I feel like this has assumed people have an understanding of Palantir's different products. This is for their AIP product, but even going to the AIP product page[1], I don't know what AIP is. The tagline "We show, they tell" still doesn't tell me anything about how I would use this.
I am with you. It is hard to tell what it is. After reading the docs it seems like they have a backend (Foundry Ontology). To make development for it easier, you can now generate an SDK (Ontology SDK) that is specific to your project (or your project's ontology) using their Developer Console. You can use this SDK with your favorite language, like Typescript or Python.
It took me too long to figure it out to even consider developing for it.
AIP is just marketing bullshit IMO. It is an module in Foundry which just allows you to do LLM stuff. Combining it with the ontology is very powerful though.
Man this company is such a fraud.
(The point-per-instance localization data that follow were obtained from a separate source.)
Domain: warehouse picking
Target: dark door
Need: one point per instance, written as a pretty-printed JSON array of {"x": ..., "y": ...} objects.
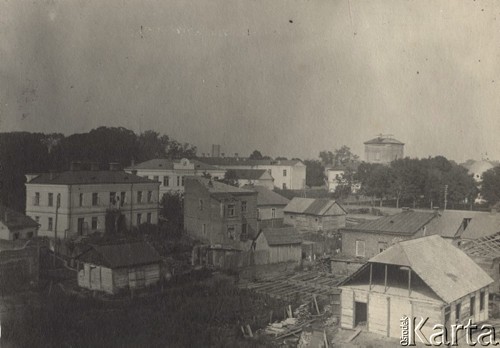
[
  {"x": 81, "y": 221},
  {"x": 360, "y": 314}
]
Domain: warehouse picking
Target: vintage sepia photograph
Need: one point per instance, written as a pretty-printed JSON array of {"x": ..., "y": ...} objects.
[{"x": 249, "y": 173}]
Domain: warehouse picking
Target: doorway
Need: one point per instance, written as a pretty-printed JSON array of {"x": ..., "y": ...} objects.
[{"x": 360, "y": 313}]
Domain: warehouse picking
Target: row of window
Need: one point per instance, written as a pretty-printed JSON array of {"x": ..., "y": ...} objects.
[{"x": 114, "y": 198}]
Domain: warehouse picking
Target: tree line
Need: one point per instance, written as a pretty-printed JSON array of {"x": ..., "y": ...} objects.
[{"x": 25, "y": 152}]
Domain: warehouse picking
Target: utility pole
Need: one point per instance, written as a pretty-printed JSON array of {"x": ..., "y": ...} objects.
[
  {"x": 58, "y": 204},
  {"x": 445, "y": 196}
]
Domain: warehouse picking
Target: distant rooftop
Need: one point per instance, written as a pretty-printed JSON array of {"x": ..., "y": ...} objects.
[
  {"x": 383, "y": 140},
  {"x": 86, "y": 177}
]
Everything YC suggests not to do they do it to make them sound so much more than they are. Palantir is outsourced ChartJS (I worked closely with some of their "forward deployed engineers" lmao) and god knows what this AIP thing is.
I have to disagree honestly. I have access to Foundry and it is way more than analytics. It is rather comparable to Databricks then to BI tools IMO and great for non-technical users.
The "downside" of the product is that you have to invest time into coming up with an ontology of your company, which can be very time-consuming and difficult.
I question how valuable the ontology is even once you come up with it.
It seems to me if the idea behind all this was that valuable, it would have transformed banking in the 2000s and all banks would currently run on Palantir products.
Like the graph for songs in the example, Palantir always seems like some some kind of technological theatrical performance to convince non-tech people that it is more than it really is.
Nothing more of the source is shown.